Nessa quarta-feira (17/9), oito anos após o crime, o desembargador Sálvio Chaves determinou a expedição imediata do mandado de prisão contra o policial Ícaro José de Souza, mesmo sem o processo ter sido transitado em julgado. Para a decisão, o desembargador considerou a tese do Supremo Tribunal Federal (STF) de que a “soberania dos veredictos do Tribunal do Júri autoriza a imediata execução de condenação imposta pelo corpo de jurados, independentemente do total da pena aplicada". A tese consta no Tema 1068, de setembro do ano passado.
O magistrado da 7ª câmara criminal do Tribunal de Justiça de Minas Gerais (TJMG) acolheu os embargos de declaração interpostos pelo Ministério Público de Minas Gerais (MPMG). Os desembargadores Paulo Calmon Nogueira da Gama e Cássio Salomé se manifestaram de acordo com o relator.
Defesa
Ao Estado de Minas, Alexandre Miranda, advogado de Ícaro José de Souza, afirmou que a defesa entende que os embargos de declaração são incabíveis, uma vez que, na época, a acusação não entrou com recurso para a decisão que permitiu o militar recorrer em liberdade. “Neste sentido, a decisão transitou em julgado para a acusação e não havendo recurso, que discutiu o cumprimento da pena imediata, em execução provisória, não há que se falar em omissão”, afirmou Miranda.

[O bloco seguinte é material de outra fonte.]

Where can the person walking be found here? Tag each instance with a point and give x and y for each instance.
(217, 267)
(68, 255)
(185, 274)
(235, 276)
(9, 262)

O advogado afirmou que entrará com recurso, e que até o momento não foi intimado da decisão do desembargador.
Relembre o caso
Igor Arcanjo Mendes, de 20 anos, estava a caminho do show dos Racionais MC's em Ouro Preto. Era a primeira vez que o jovem, que estava prestes a concluir o ensino médio, iria ver de perto o grupo que aprendeu a gostar por influência dos tios. Por volta das 21h30 de 15 de setembro de 2017, o carro que levava Igor e mais cinco amigos foi abordado por uma guarnição policial próximo ao Morro da Forca. Instantes depois de o condutor encostar o veículo, a vida do estudante foi interrompida por um tiro na cabeça, desferido pelo então tenente Ícaro José de Souza.
O inquérito policial descreve que a guarnição comandada pelo tenente Ícaro viu o Palio em que Igor estava pela Rua Doutor Pacífico Homem, no Centro de Ouro Preto, e, devido aos vidros escuros e por ter seis pessoas no interior, o veículo foi abordado. O policial Ícaro se aproximou do carro e ordenou que os passageiros descessem com as mãos na cabeça.
Segundo a defesa do PM e a descrição no inquérito, Igor teria feito um movimento brusco com os braços, segurando um objeto nas mãos – um celular, como indicado pelo inquérito e pelas testemunhas. “Neste instante, temendo por sua segurança e de terceiros, o tenente Ícaro efetuou um disparo com a arma de fogo que portava no momento da abordagem, a carabina 5.56“, informa o documento.
Na época, a Polícia Militar de Minas Gerais (PMMG) alegou que o ato foi em legítima defesa. Na versão da corporação, o veículo trafegava acima do limite de velocidade permitido para a via, o que levantou suspeita de irregularidades. Ao dar a ordem de parada, os policiais não teriam sido atendidos imediatamente.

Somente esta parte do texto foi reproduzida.